Du bon usage marketing des réseaux sociaux

Les marques ont-elles peur des réseaux sociaux ? Cela y ressemble tant elles restent timides dans leur approche de ces médias. Pourtant, à lui seul, le premier d’entre eux, Facebook, rassemble 800 millions d’utilisateurs, soit plus d’un dixième de l’humanité ! En France, ils sont 23 millions, connectés en moyenne à 3 plateformes (à commencer par Facebook ), dont la moitié au moins une fois par jour. Et, selon une étude de Forrester Research menée dans 4 pays européens, les deux tiers des internautes sont devenus « socionautes ».

Face à cette traînée de poudre, les marques font souvent preuve de frilosité. Peu ont encore défini une réelle stratégie de marketing « interactif » à destination de cette nouvelle race de consommateurs. Y compris au sein des équipes spécialisées dans les opérations sur la Toile : pas plus de la moitié se sont lancées, les entreprises se bornant le plus souvent à comptabiliser les « fans » de leur page Facebook et le nombre de « like » qu’elles suscitent.

Le cabinet de conseil Bain estime ainsi qu’en moyenne, les grandes entreprises américaines consacrent encore moins de 1 million de dollars aux médias sociaux. A l’exception notable de Wal-Mart, des compagnie aériennes JetBlue, Delta ou du réseau American Express, qui ont été précurseurs. Ils en récoltent aujourd’hui les fruits puisque, toujours selon Bain, les « socionautes » recommandent en majorité les marques qu’ils aiment sur leurs réseaux et dépensent entre 20 % et 40 % de plus que les autres dans les produits de celles qu’ils soutiennent. Chez Starbucks, l’interaction entre réseaux sociaux et points de vente physique marche à fond, puisqu’un « liker » a un taux de visite quatre fois supérieur à un banal client ! Et l’enseigne a joué en virtuose de son partenariat avec la chanteuse Lady Gaga, la star des médias sociaux – notamment lors du lancement de l’album « Born this way » -pour commercialiser ses nouveaux Frappucinos. En France, Voyages-sncf.com a lui aussi pu vérifier l’efficacité de cet effet de levier. Le test qu’il a mené a montré que, chaque fois qu’un client publiait sur son mur Facebook le voyage qu’il venait d’acheter, cela générait 2,1 visites sur le site.

A double sens

Xavier Leclerc, « account executive » chez Facebook France, est le premier à s’en féliciter, rappelant que la particularité du réseau « permet aux marques de faire partie de la vie quotidienne des internautes bien plus efficacement que ne le fait la publicité et sans l’écran de la distribution, d’autant que les gens s’inscrivent sous leur vraie identité. »

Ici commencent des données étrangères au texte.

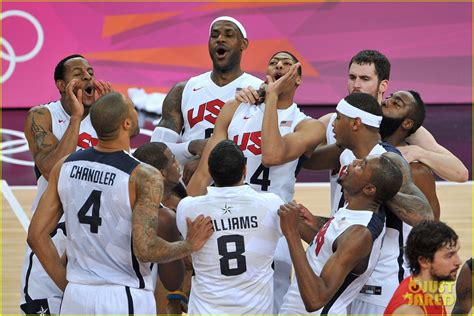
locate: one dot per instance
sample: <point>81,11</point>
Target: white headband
<point>351,111</point>
<point>230,19</point>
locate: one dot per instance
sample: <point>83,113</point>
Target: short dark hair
<point>425,239</point>
<point>365,102</point>
<point>226,163</point>
<point>417,112</point>
<point>300,69</point>
<point>387,178</point>
<point>153,154</point>
<point>60,69</point>
<point>107,113</point>
<point>380,61</point>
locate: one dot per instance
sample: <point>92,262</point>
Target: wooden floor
<point>455,200</point>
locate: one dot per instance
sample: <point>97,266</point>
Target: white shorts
<point>282,273</point>
<point>38,291</point>
<point>359,307</point>
<point>107,299</point>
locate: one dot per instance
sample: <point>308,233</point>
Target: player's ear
<point>370,189</point>
<point>407,123</point>
<point>245,44</point>
<point>383,86</point>
<point>61,85</point>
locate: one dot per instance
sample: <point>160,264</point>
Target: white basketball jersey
<point>59,123</point>
<point>321,249</point>
<point>245,130</point>
<point>333,174</point>
<point>391,268</point>
<point>93,188</point>
<point>233,273</point>
<point>35,282</point>
<point>202,101</point>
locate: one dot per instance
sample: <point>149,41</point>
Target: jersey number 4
<point>264,181</point>
<point>93,220</point>
<point>236,255</point>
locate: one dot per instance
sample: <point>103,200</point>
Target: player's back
<point>94,190</point>
<point>233,272</point>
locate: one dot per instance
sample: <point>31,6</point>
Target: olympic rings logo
<point>10,147</point>
<point>10,54</point>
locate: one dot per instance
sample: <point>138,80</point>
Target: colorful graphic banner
<point>155,45</point>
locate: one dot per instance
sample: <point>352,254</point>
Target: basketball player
<point>110,201</point>
<point>54,130</point>
<point>369,72</point>
<point>160,156</point>
<point>247,125</point>
<point>463,305</point>
<point>344,253</point>
<point>403,113</point>
<point>233,271</point>
<point>356,129</point>
<point>432,252</point>
<point>191,107</point>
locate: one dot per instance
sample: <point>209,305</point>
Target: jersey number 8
<point>222,245</point>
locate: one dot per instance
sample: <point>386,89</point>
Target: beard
<point>389,125</point>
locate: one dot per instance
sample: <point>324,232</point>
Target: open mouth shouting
<point>221,52</point>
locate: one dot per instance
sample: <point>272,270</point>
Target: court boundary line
<point>16,207</point>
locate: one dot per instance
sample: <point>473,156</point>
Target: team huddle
<point>213,191</point>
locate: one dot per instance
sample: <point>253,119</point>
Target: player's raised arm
<point>147,183</point>
<point>353,246</point>
<point>409,204</point>
<point>43,223</point>
<point>424,148</point>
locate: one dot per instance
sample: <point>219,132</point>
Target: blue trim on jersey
<point>136,268</point>
<point>376,224</point>
<point>347,281</point>
<point>117,159</point>
<point>129,300</point>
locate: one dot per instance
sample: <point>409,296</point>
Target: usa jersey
<point>333,174</point>
<point>94,190</point>
<point>245,130</point>
<point>233,273</point>
<point>35,282</point>
<point>391,268</point>
<point>202,101</point>
<point>321,249</point>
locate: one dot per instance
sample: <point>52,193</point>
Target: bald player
<point>110,202</point>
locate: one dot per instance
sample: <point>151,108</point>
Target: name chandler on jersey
<point>92,175</point>
<point>233,223</point>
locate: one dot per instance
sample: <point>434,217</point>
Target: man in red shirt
<point>432,252</point>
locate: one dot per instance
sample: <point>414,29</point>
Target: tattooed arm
<point>409,204</point>
<point>45,148</point>
<point>43,222</point>
<point>146,188</point>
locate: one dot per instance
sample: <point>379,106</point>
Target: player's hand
<point>287,79</point>
<point>247,95</point>
<point>289,218</point>
<point>196,147</point>
<point>101,88</point>
<point>411,152</point>
<point>189,169</point>
<point>199,231</point>
<point>74,98</point>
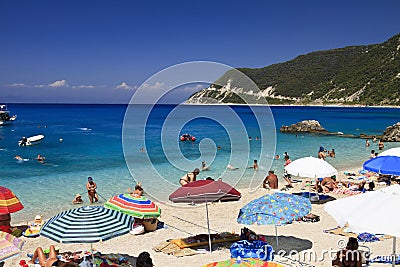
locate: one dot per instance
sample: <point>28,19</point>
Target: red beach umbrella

Si le marketing interactif intimide, c’est qu’il permet aux socionautes de reprendre la main vis-à-vis des marques et de leur communication traditionnelle qui fonctionne (même sur Internet) en mode unilatéral, « de haut en bas ». Pas sur le Web 2.0, qui ressemble à un bouche à oreille géant dont les marques fournissent d’inépuisables sujets de conversation démultipliés à l’infini. Comme le relève Dolist, société de services en e-mail marketing, avec les médias sociaux, la notion de « consom’acteur » prend tout son sens avec la possibilité de recommander aux proches ses marques préférées, ou au contraire de les critiquer violemment.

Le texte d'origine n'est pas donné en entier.